Spencer pense que « la lumière est la Sainte présence, la substance de Dieu ».

Le tableau exprime une foi chrétienne non-conventionnelle.

Cette toile est gaie et rafraichissante.

 

Analyse

Durant les années qui suivirent chacune des deux guerres mondiales, les peintres britanniques ressentirent le besoin de développer une identité et un style dont les sujets ne furent pas tirés des combats.

Spencer se tourna vers les traditions figuratives et autres formes représentatives, soulignant son individualité.
Ses tableaux ont leur identité propre et se distinguent des expérimentations contemporaines françaises.

Le réel ou le symbolique, le familier ou l’étrange, le physique ou le spirituel, le prosaïque ou le beau, se côtoient dans ses toiles piquées de surréalisme.

Spencer sait déceler une signification derrière l’apparence physique des choses.

Dans ce tableau, Spencer contraint l’iconographie religieuse à des fins contemporaines.

C’est une scène biblique excentrique.

Sa créativité s’efforce de transmettre les troubles et les sentiments profondément ancrés dans son inconscient.
Son imagination provoque ses images rêvées, reflets de son monde onirique et souvent déroutantes.

I-   Spencer considère ce tableau comme l’une de ses toiles les plus visionnaires.
Spencer dit à propos de ce tableau : « Tout a une sorte de double sens pour moi, il y a le sens ordinaire des choses de tous les jours, et le sens imaginaire de tout cela, et j’ai voulu réunir les choses, et dans Résurrection, Cookham, vous avez un bon exemple de ce genre de chose… Ceci, c’est plus ou moins l’église de Cookham, et au-delà se trouve la rivière. »

Son village, Cookham, se prête au sujet d’une Résurrection moderne.

Spencer illustre le thème de la Résurrection au pied de la lettre, tous les morts ressuscitent dans un état de bonheur ! Des personnages de tous âges, sexes et types ethniques émergent des tombes du cimetière de Cookham d’une façon à la fois comique et touchante.

Au centre de la toile, un personnage nu a les bras tendus sur une pierre tombale, à la manière du Christ. Il s’agit du peintre lui-même.
La nudité de Spencer annonce ses sujets ultérieurs à connotation plus sexuelle, comme Autoportrait avec Patricia Preece –1937.
Spencer exprime ses obsessions romantiques et sexuelles.

On repère sa femme Hilda plusieurs fois dans ce tableau.
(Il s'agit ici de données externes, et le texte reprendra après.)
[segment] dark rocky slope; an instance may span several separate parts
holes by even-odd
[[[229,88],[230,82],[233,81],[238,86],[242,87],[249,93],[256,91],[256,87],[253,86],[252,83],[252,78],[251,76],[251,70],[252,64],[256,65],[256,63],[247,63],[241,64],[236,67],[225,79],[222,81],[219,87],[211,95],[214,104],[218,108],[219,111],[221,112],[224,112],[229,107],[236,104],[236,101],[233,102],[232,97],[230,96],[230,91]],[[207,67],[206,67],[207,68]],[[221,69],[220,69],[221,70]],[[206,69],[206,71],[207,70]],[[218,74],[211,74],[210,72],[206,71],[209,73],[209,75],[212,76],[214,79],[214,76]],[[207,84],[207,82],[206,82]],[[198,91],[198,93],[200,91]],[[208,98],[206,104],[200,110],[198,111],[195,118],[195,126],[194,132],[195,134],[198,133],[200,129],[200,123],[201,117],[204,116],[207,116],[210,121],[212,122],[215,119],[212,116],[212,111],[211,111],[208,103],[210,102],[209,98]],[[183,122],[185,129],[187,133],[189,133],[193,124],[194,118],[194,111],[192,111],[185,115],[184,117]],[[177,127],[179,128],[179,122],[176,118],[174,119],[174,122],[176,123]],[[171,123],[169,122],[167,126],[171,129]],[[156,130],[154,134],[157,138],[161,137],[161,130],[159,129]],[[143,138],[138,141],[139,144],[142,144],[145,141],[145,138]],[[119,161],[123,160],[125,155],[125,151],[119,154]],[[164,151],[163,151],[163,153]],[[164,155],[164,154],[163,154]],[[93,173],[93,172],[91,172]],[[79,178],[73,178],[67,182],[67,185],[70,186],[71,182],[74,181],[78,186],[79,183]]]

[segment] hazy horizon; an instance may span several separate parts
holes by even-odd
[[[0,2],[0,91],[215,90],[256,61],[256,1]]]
D’autres personnages de son entourage sont reconnaissables.

Le christ est assis sous le porche avec des bébés nus dans les bras. Dieu est derrière le siège et pose affectueusement sa main dans les cheveux du Christ.
Le porche est couvert de roses blanches.
Spencer met en scène son affinité avec les représentations fleuries de la Vierge et de l’Enfant dans la peinture italienne.
Les fleurs sont disproportionnées, trop grosses elles confèrent au lieu l’attribut de la perfection.

Dans l’angle supérieur gauche, les âmes sont acheminées au ciel sur des bateaux de plaisance de la Tamise.

II-   Dans ce tableau baigné de lumière, la lumière est celle de la révélation, de la rédemption.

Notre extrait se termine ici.